DeSantis made the comments defending a Senate bill last year that allowed for an alternative pathway to teaching certification for military veterans, a measure that cleared the House and Senate unanimously.
The bill allows for a five-year waiver from traditional certification requirements for teachers with military experience.
Part of the need for such a bill, the Governor said, was a demand for more “talent” in schools.
“Another thing we did is we said, ‘OK, how can we get more talent into our school system?’ So we did a bill this past year that said if you have completed four years of active duty military and you have, I think, 60 hours of college coursework, you’re eligible.
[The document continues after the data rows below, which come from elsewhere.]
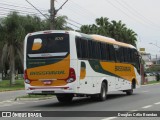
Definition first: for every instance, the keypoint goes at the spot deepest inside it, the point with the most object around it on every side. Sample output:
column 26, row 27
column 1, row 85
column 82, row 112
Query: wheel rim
column 103, row 93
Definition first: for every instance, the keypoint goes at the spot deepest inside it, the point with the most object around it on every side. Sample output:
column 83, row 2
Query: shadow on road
column 83, row 101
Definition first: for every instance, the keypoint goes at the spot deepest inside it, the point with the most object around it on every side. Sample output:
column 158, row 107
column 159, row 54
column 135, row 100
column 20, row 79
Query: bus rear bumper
column 49, row 90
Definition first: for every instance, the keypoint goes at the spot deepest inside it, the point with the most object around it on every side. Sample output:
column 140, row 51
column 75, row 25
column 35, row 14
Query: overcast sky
column 142, row 16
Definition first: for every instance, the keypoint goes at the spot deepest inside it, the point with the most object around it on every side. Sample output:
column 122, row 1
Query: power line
column 37, row 9
column 5, row 4
column 30, row 13
column 135, row 13
column 130, row 16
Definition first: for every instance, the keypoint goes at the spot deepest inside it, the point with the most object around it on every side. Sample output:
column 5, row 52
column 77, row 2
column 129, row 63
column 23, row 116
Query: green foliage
column 154, row 68
column 13, row 29
column 6, row 86
column 113, row 29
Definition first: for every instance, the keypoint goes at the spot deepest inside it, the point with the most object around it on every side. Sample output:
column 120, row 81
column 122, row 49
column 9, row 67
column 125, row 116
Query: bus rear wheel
column 64, row 98
column 103, row 93
column 130, row 92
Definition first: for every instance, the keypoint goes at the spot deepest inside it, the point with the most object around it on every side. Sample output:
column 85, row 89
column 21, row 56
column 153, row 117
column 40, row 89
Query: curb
column 151, row 84
column 32, row 99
If you had a 2.5 GPA and passed whatever the tests are to pass, you get temporary certification.”
“You can work toward your degree,” DeSantis added. “But you can go in and contribute.”
The Governor then turned his fire on critics of the new law.
“You’ve got some people in the media or whatever who are criticizing this. You had the head of the teachers’ union in Sarasota criticize it, saying, ‘You can’t just throw any warm body into the classroom,” DeSantis said.
“Well, I’ll tell you something: people who have served our country are not just some ‘warm body.’ They have a lot to offer our communities.”
The bill analysis suggested the pathway to certification could fill the persistent need for more teachers in Florida classrooms.
“The potential availability of additional educators, especially as Florida faces a teacher shortage in certain regions and in specific instructional subject matters could provide district school board(s) with enhanced options and expanded personnel choices.”
“Experienced military leaders who have mentored and educated military service members for years may have skills and experiences that can translate easily to the classroom and would be a ready-made workforce for Florida’s public and charter schools and could address short and long-term workforce needs,” asserted the post-meeting analysis from the final Senate committee of reference for the bill.